Falsche Briefmarken. Was nicht gefälscht wird in der Welt! Beinahe Alles, was der Mensch braucht und wofür er Geld zahlen muß. Um das Unwesen der Fälscher zu bekämpfen, ist tagtäglich die Polizei auf den Beinen; Institute, Laboratorien etc. wurden zu diesem Zwecke ins Leben gerufen; dicke Werke sind über dieses Thema erschienen, und es fehlt sogar nicht ein „Illustrirtes Lexikon der Verfälschungen“ (Leipzig, J. J. Weber). Es ist ein umfangreiches Buch, in welchem wir mit wachsendem Interesse blättern; ein Buch, welches namentlich dem Kaufmann gute Dienste leisten kann, indem es seine Kenntnisse in der Waarenkunde erweitert und all die feinen Schliche aufdeckt, welche die Fälscher zu benutzen wissen. Aber auch andere Stände und selbst Laien finden in dem trefflich von Dr. Otto Dammer redigirten Werke eine seltene Fülle von Belehrung; denn auch sie müssen vor Fälschern auf der Hut sein. Da haben wir z. B. eine weit verbreitete Klasse von Menschen, welche der Liebhaberei des Briefmarkensammelns verfallen sind. Die Philatelisten, wie sie sich nennen, sind in letzter Zeit gleichfalls eine Ausbeute raffinirter Fälscher geworden; denn es ist viel lukrativer und weniger gefährlich, gerade diese anstatt die Behörden zu hintergehen. Der Staat hat es in Erfahrung gebracht, daß ihm durch die Fälschung von Briefmarken ein wesentlicher Schaden nicht zugefügt wird, und alle die früheren Vorsichtsmaßregeln gegen Fälschungen, wie besonders mit Seidenfäden durchzogenes oder mit Wasserzeichen versehenes Papier für Postwerthzeichen, werden größtentheils nicht mehr gebraucht. Nur durch Anbringung eines „Münzzeichens“ wird nach wie vor ein sicherer Schutz erstrebt. Dasselbe besteht in einem möglichst wenig in die Augen fallenden Fehler der Zeichnung, welchen der Fälscher leicht übersieht, der Eingeweihte aber sofort erkennt. Diese Münzzeichen werden aus nahe liegenden Gründen außerordentlich geheim gehalten und gelangen nur selten zur Kenntniß eines Privatmannes.

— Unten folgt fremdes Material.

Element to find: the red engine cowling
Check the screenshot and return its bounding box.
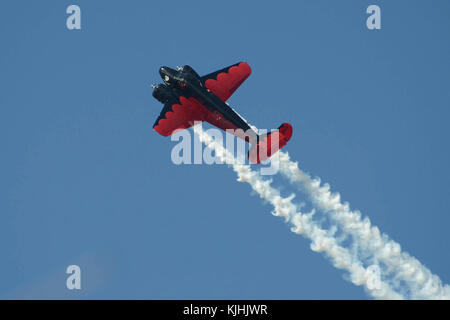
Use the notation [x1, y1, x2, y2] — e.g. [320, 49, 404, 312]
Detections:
[248, 122, 292, 164]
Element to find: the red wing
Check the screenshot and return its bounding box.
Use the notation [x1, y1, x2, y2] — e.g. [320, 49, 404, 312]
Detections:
[202, 62, 252, 101]
[153, 96, 205, 137]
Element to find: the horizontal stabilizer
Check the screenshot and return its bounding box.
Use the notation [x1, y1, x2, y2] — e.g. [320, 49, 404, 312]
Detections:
[248, 122, 292, 164]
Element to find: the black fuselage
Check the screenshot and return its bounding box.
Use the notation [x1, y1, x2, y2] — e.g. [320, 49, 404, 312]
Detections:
[153, 65, 257, 136]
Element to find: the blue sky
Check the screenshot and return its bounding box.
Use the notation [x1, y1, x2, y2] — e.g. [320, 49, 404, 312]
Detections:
[0, 0, 450, 299]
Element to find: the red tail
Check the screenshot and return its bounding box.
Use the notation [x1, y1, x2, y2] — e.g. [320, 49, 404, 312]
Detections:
[248, 122, 292, 164]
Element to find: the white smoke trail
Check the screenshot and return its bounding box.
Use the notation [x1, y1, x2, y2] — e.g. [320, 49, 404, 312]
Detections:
[194, 126, 403, 299]
[279, 152, 450, 299]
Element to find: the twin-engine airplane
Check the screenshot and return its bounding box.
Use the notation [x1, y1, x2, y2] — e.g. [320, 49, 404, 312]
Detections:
[153, 62, 292, 164]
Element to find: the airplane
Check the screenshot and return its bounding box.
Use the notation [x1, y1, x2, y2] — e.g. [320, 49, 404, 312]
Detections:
[152, 62, 292, 164]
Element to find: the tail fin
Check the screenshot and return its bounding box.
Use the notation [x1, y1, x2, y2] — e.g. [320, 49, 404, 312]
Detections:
[248, 122, 292, 164]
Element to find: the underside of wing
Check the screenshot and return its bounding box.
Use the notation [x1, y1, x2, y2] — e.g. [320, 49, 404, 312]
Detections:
[153, 96, 205, 137]
[202, 62, 252, 101]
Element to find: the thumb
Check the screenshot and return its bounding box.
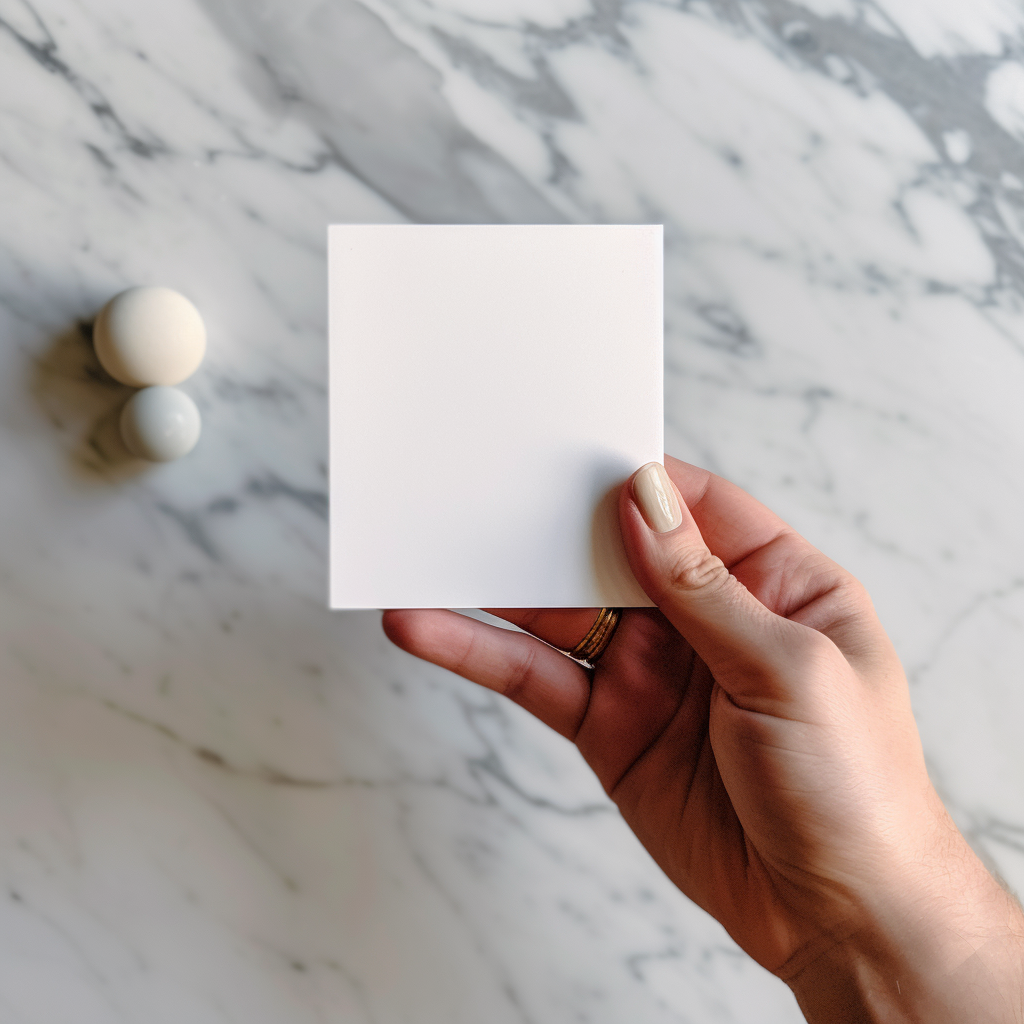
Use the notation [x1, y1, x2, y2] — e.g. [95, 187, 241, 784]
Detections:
[620, 462, 821, 712]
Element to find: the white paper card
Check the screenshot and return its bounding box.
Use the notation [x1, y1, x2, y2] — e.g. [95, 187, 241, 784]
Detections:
[329, 224, 664, 608]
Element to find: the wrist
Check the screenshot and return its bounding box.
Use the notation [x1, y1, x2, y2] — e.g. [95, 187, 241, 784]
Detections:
[782, 843, 1024, 1024]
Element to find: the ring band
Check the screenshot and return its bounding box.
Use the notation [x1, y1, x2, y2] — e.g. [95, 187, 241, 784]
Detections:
[565, 608, 623, 669]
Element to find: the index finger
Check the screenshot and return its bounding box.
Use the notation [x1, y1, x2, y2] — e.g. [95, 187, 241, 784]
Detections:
[665, 455, 791, 568]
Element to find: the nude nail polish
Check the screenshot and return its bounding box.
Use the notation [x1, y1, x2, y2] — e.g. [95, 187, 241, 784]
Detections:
[633, 462, 683, 534]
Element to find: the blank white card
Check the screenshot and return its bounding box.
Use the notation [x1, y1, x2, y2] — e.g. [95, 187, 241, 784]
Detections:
[329, 224, 664, 608]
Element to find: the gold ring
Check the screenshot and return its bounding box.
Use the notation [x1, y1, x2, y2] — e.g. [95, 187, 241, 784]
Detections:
[565, 608, 623, 669]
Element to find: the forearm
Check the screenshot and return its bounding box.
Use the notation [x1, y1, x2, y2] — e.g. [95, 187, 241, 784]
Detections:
[783, 815, 1024, 1024]
[788, 923, 1024, 1024]
[784, 853, 1024, 1024]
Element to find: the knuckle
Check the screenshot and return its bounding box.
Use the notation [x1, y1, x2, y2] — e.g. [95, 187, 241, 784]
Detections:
[668, 548, 731, 593]
[502, 641, 537, 703]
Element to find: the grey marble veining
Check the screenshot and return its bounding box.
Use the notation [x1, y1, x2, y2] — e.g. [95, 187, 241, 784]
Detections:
[0, 0, 1024, 1024]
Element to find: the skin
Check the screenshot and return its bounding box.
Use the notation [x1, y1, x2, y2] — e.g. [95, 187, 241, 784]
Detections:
[383, 457, 1024, 1024]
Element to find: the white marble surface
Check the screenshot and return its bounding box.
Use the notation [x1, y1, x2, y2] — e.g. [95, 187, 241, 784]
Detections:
[0, 0, 1024, 1024]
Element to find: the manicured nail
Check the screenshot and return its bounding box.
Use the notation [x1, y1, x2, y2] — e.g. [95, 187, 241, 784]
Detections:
[633, 462, 683, 534]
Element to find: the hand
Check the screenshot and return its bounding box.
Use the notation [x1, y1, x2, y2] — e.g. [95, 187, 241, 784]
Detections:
[383, 457, 1024, 1021]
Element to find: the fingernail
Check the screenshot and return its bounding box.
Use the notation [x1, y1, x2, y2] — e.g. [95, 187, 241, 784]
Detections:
[633, 462, 683, 534]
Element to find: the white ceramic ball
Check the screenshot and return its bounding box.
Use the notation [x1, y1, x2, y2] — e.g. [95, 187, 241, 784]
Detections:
[92, 287, 206, 387]
[121, 385, 203, 462]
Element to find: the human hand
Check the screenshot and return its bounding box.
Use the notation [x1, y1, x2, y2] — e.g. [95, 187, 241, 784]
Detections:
[383, 457, 1024, 1022]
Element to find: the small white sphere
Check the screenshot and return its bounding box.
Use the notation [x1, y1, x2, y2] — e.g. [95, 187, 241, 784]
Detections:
[92, 287, 206, 387]
[121, 385, 203, 462]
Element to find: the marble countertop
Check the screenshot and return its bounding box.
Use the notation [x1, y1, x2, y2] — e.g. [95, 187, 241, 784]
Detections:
[0, 0, 1024, 1024]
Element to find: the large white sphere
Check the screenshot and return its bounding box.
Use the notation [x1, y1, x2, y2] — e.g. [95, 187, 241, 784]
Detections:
[121, 385, 203, 462]
[92, 287, 206, 387]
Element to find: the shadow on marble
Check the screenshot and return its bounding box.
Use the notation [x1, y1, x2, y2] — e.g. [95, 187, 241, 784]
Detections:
[32, 321, 152, 483]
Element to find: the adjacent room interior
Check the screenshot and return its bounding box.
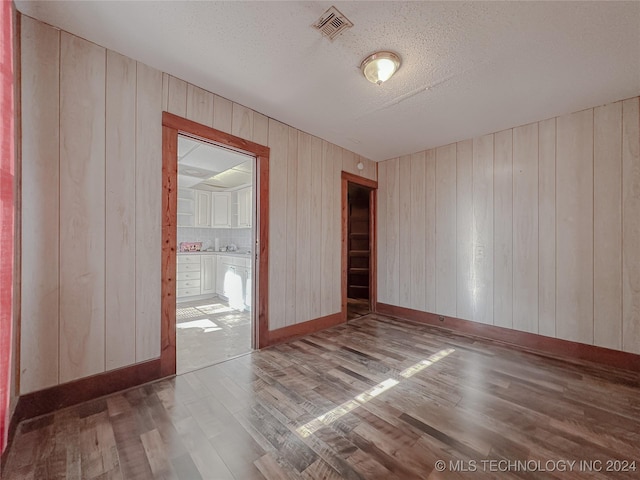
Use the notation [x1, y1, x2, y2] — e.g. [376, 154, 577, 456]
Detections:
[0, 0, 640, 480]
[176, 135, 256, 374]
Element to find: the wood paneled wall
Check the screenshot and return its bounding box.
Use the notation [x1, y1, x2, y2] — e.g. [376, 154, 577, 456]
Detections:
[378, 97, 640, 354]
[20, 16, 376, 394]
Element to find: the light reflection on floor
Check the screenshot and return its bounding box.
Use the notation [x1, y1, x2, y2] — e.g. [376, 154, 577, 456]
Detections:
[176, 297, 252, 374]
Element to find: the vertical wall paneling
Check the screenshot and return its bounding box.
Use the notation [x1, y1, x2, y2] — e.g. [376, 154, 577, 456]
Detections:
[538, 118, 556, 337]
[378, 97, 640, 353]
[167, 75, 187, 118]
[406, 152, 427, 310]
[135, 63, 162, 362]
[622, 97, 640, 354]
[252, 113, 269, 145]
[213, 95, 233, 133]
[331, 145, 346, 313]
[20, 16, 60, 394]
[186, 84, 213, 127]
[383, 158, 400, 305]
[593, 102, 622, 350]
[162, 73, 169, 112]
[425, 150, 436, 312]
[556, 109, 593, 344]
[376, 162, 391, 303]
[456, 140, 473, 320]
[295, 132, 312, 323]
[105, 50, 136, 370]
[471, 135, 493, 325]
[513, 123, 538, 333]
[435, 143, 457, 317]
[59, 32, 106, 383]
[319, 140, 336, 317]
[398, 155, 416, 307]
[231, 103, 253, 140]
[493, 130, 513, 328]
[342, 150, 377, 180]
[309, 137, 323, 318]
[283, 127, 298, 325]
[269, 120, 289, 330]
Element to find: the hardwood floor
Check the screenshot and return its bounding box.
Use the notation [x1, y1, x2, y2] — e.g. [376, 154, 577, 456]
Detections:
[347, 298, 371, 320]
[176, 296, 251, 374]
[2, 315, 640, 480]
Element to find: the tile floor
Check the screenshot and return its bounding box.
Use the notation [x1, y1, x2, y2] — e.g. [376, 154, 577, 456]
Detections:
[176, 296, 251, 374]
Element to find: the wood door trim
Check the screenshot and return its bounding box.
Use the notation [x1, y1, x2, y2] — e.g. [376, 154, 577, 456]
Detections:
[160, 112, 270, 376]
[341, 171, 378, 321]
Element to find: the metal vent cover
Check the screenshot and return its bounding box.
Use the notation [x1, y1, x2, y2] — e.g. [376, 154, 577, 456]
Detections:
[313, 6, 353, 41]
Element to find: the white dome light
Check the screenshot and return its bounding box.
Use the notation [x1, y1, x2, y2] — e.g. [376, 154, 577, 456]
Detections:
[360, 52, 400, 85]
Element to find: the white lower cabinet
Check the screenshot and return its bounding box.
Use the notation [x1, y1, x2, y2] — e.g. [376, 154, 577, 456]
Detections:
[176, 253, 252, 310]
[176, 253, 200, 298]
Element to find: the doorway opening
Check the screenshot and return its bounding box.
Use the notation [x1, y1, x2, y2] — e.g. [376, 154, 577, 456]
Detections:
[176, 134, 256, 374]
[160, 112, 269, 376]
[342, 173, 377, 320]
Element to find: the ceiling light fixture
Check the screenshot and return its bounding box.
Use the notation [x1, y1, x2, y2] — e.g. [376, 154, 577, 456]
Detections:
[360, 52, 400, 85]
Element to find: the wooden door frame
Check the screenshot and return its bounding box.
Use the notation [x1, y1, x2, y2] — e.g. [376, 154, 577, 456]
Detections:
[342, 171, 378, 321]
[160, 112, 269, 377]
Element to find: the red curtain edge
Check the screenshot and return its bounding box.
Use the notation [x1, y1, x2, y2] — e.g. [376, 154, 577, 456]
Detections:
[0, 0, 14, 458]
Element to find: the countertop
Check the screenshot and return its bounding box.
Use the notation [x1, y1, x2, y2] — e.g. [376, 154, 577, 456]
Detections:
[178, 250, 251, 257]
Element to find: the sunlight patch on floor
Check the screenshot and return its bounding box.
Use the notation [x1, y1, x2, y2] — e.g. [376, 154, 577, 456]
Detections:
[176, 318, 222, 333]
[197, 303, 234, 315]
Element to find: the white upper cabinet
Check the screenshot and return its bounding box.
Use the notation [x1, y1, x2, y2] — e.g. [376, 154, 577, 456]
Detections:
[211, 192, 231, 228]
[178, 188, 196, 227]
[195, 190, 211, 227]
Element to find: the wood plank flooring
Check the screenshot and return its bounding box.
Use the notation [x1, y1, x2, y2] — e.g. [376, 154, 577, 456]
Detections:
[2, 315, 640, 480]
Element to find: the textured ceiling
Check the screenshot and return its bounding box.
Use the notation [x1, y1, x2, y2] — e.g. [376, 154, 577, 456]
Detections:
[16, 1, 640, 160]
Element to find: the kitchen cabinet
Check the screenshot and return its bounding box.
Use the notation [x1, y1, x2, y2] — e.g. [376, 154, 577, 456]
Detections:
[217, 255, 252, 310]
[195, 190, 212, 227]
[200, 255, 217, 295]
[244, 260, 253, 311]
[176, 253, 201, 298]
[216, 255, 227, 295]
[238, 187, 253, 228]
[210, 192, 231, 228]
[177, 188, 196, 227]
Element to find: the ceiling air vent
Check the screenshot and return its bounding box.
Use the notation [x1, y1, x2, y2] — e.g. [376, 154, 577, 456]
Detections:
[313, 7, 353, 40]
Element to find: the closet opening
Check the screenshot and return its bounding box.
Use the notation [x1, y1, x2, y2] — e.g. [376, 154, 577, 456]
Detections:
[342, 173, 377, 320]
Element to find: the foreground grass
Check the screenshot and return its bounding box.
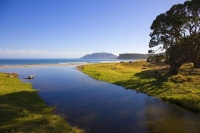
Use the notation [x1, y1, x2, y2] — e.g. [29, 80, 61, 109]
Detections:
[0, 73, 82, 133]
[79, 61, 200, 112]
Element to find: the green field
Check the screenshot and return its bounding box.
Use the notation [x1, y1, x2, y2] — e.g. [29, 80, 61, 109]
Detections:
[0, 73, 83, 133]
[78, 61, 200, 112]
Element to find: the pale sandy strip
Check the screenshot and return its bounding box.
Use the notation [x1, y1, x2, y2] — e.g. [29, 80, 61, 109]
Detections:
[0, 63, 88, 68]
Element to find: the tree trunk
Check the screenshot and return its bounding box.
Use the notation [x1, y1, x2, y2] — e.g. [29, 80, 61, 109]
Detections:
[169, 63, 181, 75]
[193, 58, 200, 68]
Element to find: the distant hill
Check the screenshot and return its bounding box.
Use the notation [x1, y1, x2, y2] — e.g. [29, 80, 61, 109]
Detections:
[80, 52, 118, 59]
[117, 53, 154, 59]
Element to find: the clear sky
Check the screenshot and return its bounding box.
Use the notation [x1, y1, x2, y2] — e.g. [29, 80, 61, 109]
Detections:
[0, 0, 185, 58]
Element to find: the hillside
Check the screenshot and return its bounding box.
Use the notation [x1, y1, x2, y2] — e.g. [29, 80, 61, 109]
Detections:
[80, 52, 117, 59]
[117, 53, 153, 59]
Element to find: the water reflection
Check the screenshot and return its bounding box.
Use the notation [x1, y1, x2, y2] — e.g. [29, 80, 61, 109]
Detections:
[0, 66, 200, 133]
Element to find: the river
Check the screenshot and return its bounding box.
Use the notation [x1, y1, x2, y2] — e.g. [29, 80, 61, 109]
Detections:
[0, 66, 200, 133]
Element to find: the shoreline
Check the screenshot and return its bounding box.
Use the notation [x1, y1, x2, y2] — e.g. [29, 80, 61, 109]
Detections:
[0, 63, 88, 68]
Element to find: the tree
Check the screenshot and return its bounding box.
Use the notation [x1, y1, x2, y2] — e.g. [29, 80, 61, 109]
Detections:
[149, 0, 200, 75]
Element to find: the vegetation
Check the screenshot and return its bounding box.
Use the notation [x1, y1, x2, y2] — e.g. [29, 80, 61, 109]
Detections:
[149, 0, 200, 75]
[0, 73, 82, 133]
[79, 61, 200, 112]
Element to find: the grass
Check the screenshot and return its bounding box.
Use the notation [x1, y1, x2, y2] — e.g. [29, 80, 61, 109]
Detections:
[79, 61, 200, 112]
[0, 73, 83, 133]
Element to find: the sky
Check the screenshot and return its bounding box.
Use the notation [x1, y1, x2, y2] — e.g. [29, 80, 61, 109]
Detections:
[0, 0, 185, 58]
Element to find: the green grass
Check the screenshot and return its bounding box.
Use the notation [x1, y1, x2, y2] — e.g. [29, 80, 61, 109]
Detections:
[0, 73, 83, 133]
[79, 61, 200, 112]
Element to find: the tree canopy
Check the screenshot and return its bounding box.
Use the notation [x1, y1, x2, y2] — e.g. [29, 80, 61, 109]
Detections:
[149, 0, 200, 75]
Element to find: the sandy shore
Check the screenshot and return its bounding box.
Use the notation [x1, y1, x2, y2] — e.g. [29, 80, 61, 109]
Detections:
[0, 63, 88, 68]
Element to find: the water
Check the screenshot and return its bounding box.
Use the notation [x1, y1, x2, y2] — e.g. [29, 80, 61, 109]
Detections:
[0, 59, 122, 66]
[0, 66, 200, 133]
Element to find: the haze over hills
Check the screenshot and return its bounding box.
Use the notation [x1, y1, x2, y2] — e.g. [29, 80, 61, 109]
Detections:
[80, 52, 118, 59]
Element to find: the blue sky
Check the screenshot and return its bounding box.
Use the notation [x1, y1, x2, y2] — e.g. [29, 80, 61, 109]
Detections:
[0, 0, 185, 58]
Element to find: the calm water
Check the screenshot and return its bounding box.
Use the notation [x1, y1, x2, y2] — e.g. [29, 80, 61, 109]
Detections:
[0, 59, 122, 66]
[0, 66, 200, 133]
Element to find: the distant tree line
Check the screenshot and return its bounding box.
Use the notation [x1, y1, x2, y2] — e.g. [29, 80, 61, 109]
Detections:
[149, 0, 200, 75]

Die Briefmarkenfälscher suchen jedoch in der Regel werthvollere Objekte zu fälschen, als die in Kours befindlichen Postwerthzeichen, und solche sind eben durch die Philatelie geschaffen worden. Seltene Briefmarken werden augenblicklich mit 100 Mark und mehr für das Stück bezahlt; ja es sind sogar Fälle vorgekommen, wo für eine einzige Briefmarke 1000 Mark gezahlt wurden. Solche einfache Papierstückchen zu fälschen, erscheint schon Manchem der Mühe werth, und es ist gerade in Folge der Seltenheit der Originale ungemein schwierig, die Falsifikate als solche zu erkennen. Einzelne Vereine von Briefmarkensammlern haben darum besonders kundige Mitglieder zu Markenprüfungskommissären ernannt oder gar eine aus mehreren Mitgliedern bestehende Kommission zu diesem Zwecke gewählt.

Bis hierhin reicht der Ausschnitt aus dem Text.